Your first questions sounds more like psychology to me, but I don't know much about that. I think "fitness" in biology is used to mean reproductive success. p.s. You should consider forgetting about the lolcats if you want people to take you seriously.

I will post something tomorrow. I will make some pretty pictures (okay, maybe not so pretty) pictures and doing latex takes a long time for me. In the mean time, take a look at the field transformations, which were mentioned earlier by Pete. http://en.wikipedia.org/wiki/Classical_electromagnetism_and_special_relativity#Lorentz_transformation_rules_for_fields We can treat electric and magnetic fields as different aspects of the same thing, in much the same way as space and time.

Swanson, I did not read the wiki pages in entirety, but they just look like an alternate treatment of electromagnetism using 4-vectors and treating magnetism as a relativistic effect. I still haven't seen anything suggesting a relativistic form of Maxwell's equations. Still the only thing I can think of is the field transformations http://en.wikipedia.org/wiki/Classical_electromagnetism_and_special_relativity#Lorentz_transformation_rules_for_fields Did you mean this: http://en.wikipedia.org/wiki/Classical_electromagnetism_and_special_relativity#Covariant_formulation ?

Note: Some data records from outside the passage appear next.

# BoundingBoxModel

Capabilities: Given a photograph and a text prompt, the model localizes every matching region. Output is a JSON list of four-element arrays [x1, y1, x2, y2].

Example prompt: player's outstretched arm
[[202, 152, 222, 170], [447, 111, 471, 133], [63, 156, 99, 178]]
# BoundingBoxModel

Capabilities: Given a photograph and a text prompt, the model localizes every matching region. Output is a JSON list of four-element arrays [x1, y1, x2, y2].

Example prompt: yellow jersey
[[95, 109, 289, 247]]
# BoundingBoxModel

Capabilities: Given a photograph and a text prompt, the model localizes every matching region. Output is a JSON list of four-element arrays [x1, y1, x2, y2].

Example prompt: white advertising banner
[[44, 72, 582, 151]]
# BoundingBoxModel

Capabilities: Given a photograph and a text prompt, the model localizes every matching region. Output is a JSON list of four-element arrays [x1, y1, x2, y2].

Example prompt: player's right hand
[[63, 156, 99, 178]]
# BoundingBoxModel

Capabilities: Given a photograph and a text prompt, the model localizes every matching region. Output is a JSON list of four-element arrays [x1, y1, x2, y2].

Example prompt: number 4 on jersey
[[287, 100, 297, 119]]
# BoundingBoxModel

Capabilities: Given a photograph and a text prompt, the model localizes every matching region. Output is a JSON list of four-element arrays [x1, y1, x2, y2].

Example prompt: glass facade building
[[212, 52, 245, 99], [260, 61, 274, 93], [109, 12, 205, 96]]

I am not sure what you mean. I have never heard of a "relativistic form of Maxwell's equations." The usual Maxwell's equations are already consistent with relativity. I used the Lorentz transformations for fields in the calculation, if that's what you mean. That the charges separate at different rates in different frames is no paradox. Simply put, say the rate at which the charges move with respect to each other is dy/dt. Observers in different frames will see different dt's so this should not be surprising.

You are almost correct. However, if you tried to calculate the speed at which the pinch force overcomes the electrostatic repulsion, you would find that "a value" is the speed of light.

I think there may be some confusion regarding the electric/magnetic fields involved and I'm sorry. There needs to be an electric field (change in potential) inside the electron gun. This will be the 10000 volts. Without this, the electrons cannot move at high speeds. Outside of the electron gun, there will be a magnetic field (created by your electromagnet). Although the electro magnet is powered by electric current, there will not be any electric field unless you have regions of non-zero charge density (nominally, charged plates or something similar).

Sorry, yes I was being lazy with negative signs but in the end, the sign does not matter. I hope you have seen [math]E=\frac{1}{2}mv^2[/math] before. If you have trouble with this, you will not be able to do the math required for the rest of this project. There needs to be some type of plates inside the electron gun. A battery and coils will not make an electric field. Is it magnetic field you want to calculate? Magnetic field will not affect the speed of the electron, only the direction.